[London’s Underworld by Thomas Holmes]@TWC D-Link bookLondon’s Underworld CHAPTER X 12/22
They see the policeman advancing, and those that can swim get ashore and run for their little bits of clothing, tied up in a bundle ready for emergencies.
Into the water again they go for the other side! But, alas! another policeman is waiting on the other side at the place where they expected to land, so they must needs swim till another landing place offers security.
But even here they find that escape is hopeless, for yet another policeman awaits them. Those who cannot swim seize their bundles, and, without waiting to dress, run naked and unashamed along the canal, side, to the merriment of the bargees, and the joy of the women and girls who happen to have no son or brother amongst them, for the underworld is not so easily shocked as the law and its administrators imagine. Ultimately they, too, find a policeman waiting for them, and a "good bag" results.
But the magistrate is very lenient; with a twinkle in his eye he reproves them, and fines them one shilling each, which with great difficulty their "muvvers" pay.

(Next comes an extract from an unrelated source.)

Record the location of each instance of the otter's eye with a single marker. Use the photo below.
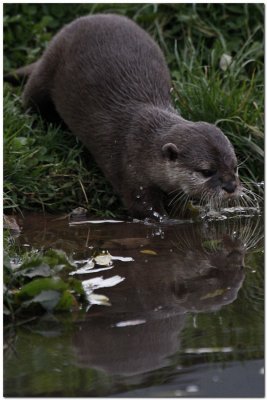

But it has been a good day for the police, for four of them have helped to convey six shillings from the wretchedly poor to the coffers of the police-court receiver.
But when the school holidays come round, that is the time for the dirty canal to tell its tale, and to give up its dead, too! Read this from the Daily Press, July 16th, 1911-- "A remarkable record in life-saving was disclosed at a Bethnal Green inquest to-day on a child of six, named Browning, who was drowned in the Regent's Canal on Bank Holiday. "Henry H.Terry, an out-of-work carman, said he was called from his home near by, and raced down to the canal.